Avez-vous des contacts avec des Réunionnais ?

Oui énormément. Nous sommes un groupe d’amis d’une dizaine de personnes. On s’est connu à l’école primaire et au collège. Bien que vivant à des milliers de kilomètres les uns des autres, on a un groupe sur Wechat (equivalent de Whatsapp). On communique tous les jours !

Quelle est l’image de la Réunion là où vous vivez ?

De plus en plus de touristes chinois visitent la Réunion et en disent beaucoup de bien. Ils trouvent l’île calme, vierge et idyllique.

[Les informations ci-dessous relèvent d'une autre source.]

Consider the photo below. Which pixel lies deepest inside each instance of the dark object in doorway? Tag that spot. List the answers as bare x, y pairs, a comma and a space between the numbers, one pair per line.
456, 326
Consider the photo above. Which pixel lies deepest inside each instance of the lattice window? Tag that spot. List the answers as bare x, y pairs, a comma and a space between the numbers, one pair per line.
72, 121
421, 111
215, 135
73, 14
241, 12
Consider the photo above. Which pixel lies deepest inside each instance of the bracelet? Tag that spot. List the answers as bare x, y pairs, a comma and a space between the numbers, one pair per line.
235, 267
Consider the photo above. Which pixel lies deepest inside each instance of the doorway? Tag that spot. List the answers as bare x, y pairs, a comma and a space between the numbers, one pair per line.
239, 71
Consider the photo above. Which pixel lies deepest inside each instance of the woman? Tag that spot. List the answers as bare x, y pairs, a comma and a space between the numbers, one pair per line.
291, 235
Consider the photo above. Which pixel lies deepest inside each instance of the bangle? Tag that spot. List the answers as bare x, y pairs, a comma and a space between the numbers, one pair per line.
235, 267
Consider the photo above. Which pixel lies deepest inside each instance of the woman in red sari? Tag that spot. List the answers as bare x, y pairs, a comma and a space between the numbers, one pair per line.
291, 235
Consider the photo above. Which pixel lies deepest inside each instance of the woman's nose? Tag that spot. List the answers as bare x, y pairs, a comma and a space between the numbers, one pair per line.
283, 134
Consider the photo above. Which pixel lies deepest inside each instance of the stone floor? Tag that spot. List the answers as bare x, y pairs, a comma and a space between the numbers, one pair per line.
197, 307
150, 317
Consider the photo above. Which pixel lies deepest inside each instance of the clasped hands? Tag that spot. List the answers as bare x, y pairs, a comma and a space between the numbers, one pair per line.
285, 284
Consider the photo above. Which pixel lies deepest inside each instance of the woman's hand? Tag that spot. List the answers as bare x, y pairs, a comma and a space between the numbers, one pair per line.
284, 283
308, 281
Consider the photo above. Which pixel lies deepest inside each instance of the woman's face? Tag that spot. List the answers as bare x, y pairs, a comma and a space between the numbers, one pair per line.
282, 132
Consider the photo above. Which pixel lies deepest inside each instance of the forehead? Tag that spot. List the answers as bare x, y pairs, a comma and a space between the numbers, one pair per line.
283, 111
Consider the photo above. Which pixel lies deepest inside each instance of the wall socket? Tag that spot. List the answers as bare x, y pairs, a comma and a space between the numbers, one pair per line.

Quel est votre regard sur la situation socio-économique de l’île ?

Pour être franc je n’ai pas vraiment d’opinion. Je pense juste que l’économie pour être boostée a besoin de gens pro-actifs. Après, dire cela depuis Pékin c’est facile : une ville immense où tout est ouvert en permanence (restaurants, postes et banques sont ouverts 7j/7 et 24h/24.

Qu’est-ce qui pourrait vous convaincre de revenir habiter à la Réunion ?

C’est la terre de mes ancêtres et de mes racines. Même après avoir beaucoup voyagé, ça reste l’endroit où je suis en paix. Je sais donc qu’à terme je reviendrai à la Réunion pour y travailler et prendre ma retraite.